This view shows enzymes only for those organisms listed below, in the list of taxa known to possess the pathway. If an enzyme name is shown in bold, there is experimental evidence for this enzymatic activity.

Superclasses: Degradation/Utilization/Assimilation Aldehyde Degradation
Detoxification Methylglyoxal Detoxification

Some taxa known to possess this pathway include ? : Cyberlindnera mrakii , Escherichia coli K-12 substr. MG1655 , Homo sapiens , Mammalia , Synechococcus sp.

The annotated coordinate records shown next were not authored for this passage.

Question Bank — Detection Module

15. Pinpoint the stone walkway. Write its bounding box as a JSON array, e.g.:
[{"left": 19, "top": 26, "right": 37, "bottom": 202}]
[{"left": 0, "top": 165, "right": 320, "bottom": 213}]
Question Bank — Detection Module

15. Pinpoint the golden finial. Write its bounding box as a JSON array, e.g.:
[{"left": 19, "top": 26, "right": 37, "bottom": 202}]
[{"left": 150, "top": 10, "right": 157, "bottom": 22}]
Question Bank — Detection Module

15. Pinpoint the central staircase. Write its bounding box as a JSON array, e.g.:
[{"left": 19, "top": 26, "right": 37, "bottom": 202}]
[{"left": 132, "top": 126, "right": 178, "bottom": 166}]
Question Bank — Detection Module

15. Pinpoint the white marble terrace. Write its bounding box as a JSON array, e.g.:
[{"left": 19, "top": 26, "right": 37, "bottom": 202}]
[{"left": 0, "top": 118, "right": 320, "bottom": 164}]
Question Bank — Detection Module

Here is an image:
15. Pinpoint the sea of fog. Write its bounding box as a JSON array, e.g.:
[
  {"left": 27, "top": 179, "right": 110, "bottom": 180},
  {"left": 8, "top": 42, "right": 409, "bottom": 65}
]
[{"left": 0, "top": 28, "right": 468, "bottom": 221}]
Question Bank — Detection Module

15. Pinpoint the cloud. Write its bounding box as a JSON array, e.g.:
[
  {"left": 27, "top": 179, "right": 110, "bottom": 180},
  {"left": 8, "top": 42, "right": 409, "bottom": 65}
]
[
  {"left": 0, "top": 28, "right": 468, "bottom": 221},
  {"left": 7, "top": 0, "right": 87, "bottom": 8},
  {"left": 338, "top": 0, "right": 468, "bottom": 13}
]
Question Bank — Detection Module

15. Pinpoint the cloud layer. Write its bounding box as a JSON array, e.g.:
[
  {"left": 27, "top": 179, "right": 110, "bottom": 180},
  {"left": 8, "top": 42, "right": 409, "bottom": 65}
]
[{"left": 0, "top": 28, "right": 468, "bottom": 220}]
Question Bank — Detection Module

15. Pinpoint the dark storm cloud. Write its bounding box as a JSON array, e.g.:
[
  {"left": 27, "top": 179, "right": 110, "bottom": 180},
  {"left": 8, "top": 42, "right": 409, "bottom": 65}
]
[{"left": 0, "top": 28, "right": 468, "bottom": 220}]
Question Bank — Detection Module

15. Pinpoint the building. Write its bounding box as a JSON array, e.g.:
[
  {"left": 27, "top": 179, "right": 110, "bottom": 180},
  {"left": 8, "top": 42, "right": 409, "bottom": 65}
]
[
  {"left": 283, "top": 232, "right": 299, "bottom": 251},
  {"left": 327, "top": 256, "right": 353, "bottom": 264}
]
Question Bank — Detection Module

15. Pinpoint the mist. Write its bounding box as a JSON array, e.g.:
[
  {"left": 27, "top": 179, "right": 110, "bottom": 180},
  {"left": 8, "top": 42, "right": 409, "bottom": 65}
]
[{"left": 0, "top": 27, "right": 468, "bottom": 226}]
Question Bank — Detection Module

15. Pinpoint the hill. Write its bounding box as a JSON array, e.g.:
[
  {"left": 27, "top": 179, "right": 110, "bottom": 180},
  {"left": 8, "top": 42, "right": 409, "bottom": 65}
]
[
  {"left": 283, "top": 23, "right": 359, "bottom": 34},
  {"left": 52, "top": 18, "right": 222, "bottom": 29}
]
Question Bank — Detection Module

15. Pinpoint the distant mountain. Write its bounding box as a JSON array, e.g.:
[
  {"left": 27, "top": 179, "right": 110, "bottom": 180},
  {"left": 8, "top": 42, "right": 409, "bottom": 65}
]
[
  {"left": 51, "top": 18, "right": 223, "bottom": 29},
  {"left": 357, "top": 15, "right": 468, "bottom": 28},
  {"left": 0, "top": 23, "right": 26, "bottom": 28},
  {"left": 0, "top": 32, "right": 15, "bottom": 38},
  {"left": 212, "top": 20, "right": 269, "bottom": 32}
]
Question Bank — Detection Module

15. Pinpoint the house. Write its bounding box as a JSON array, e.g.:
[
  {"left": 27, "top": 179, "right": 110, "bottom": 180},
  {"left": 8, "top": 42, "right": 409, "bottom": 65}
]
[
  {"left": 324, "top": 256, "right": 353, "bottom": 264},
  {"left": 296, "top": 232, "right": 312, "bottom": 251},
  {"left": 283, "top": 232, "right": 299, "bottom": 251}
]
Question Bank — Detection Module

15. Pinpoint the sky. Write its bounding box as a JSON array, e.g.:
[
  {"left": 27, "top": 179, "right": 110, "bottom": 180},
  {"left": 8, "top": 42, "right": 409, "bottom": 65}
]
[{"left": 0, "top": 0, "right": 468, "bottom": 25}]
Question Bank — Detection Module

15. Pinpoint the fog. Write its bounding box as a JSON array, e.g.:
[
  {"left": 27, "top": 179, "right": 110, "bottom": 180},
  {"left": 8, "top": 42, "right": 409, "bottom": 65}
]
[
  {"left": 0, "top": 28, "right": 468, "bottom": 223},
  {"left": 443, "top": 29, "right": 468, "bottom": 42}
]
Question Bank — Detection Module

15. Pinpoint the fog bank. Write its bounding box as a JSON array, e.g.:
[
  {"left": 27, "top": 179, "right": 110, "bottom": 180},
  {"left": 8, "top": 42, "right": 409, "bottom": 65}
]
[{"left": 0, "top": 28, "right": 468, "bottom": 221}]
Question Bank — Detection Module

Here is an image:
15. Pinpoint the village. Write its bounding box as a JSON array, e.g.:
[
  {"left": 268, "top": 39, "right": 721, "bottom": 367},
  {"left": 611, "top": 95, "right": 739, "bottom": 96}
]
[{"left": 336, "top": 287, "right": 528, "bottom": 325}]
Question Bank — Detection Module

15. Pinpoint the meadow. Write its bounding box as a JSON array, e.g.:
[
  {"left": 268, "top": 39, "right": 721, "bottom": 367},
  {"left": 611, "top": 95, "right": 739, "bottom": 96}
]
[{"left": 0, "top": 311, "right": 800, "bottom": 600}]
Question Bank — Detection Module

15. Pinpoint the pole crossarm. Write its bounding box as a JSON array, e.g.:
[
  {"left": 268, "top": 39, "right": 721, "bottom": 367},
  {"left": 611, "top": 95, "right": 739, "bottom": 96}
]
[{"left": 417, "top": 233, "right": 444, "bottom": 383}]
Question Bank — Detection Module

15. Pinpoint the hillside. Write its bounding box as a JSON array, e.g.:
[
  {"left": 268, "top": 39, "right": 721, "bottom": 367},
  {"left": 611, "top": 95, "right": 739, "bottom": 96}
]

PCC 7002 , Thermoanaerobacterium thermosaccharolyticum

Expected Taxonomic Range: Bacteria , Eukaryota

Summary:
General Background

Methylglyoxal is produced in small amounts during glycolysis (via dihydroxyacetone phosphate), fatty acid metabolism (via acetone), and protein metabolism (via aminoacetone). Methylglyoxal is highly toxic, most likely as a result of its interaction with protein side chains (see [Kalapos99] for a review). There are several pathways for the detoxification of methylglyoxal, based on different enzymes that are able to convert methylglyoxal to less toxic compounds. These enzymes include glyoxalase enzymes, methylglyoxal reductases, aldose reductases, aldehyde reductases and methylglyoxal dehydrogenases.

About This Pathway

There are several pathways for the removal of methylglyoxal. In this pathway, methylglyoxal is reduced to acetol by the action of various enymes possessing L-glyceraldehyde 3-phosphate reductase activity. Most of the enzymes that have been characterized with this activity belong to the family of NADPH-dependent aldo-keto reductases (AKRs). For example, the human aldose reductase (EC 1.1.1.21) and aldehyde reductase (EC 1.1.1.2) are both capable of reducing methylglyoxal to acetol [Vander92]. Other mammalian AKRs that were shown to catalyze this reaction include AKR1, AKR1A, AKR1B1, AKR7, AKR7A2 and AKR7A5 [Wermuth77, Oconnor99, Hinshelwood02, Hinshelwood03].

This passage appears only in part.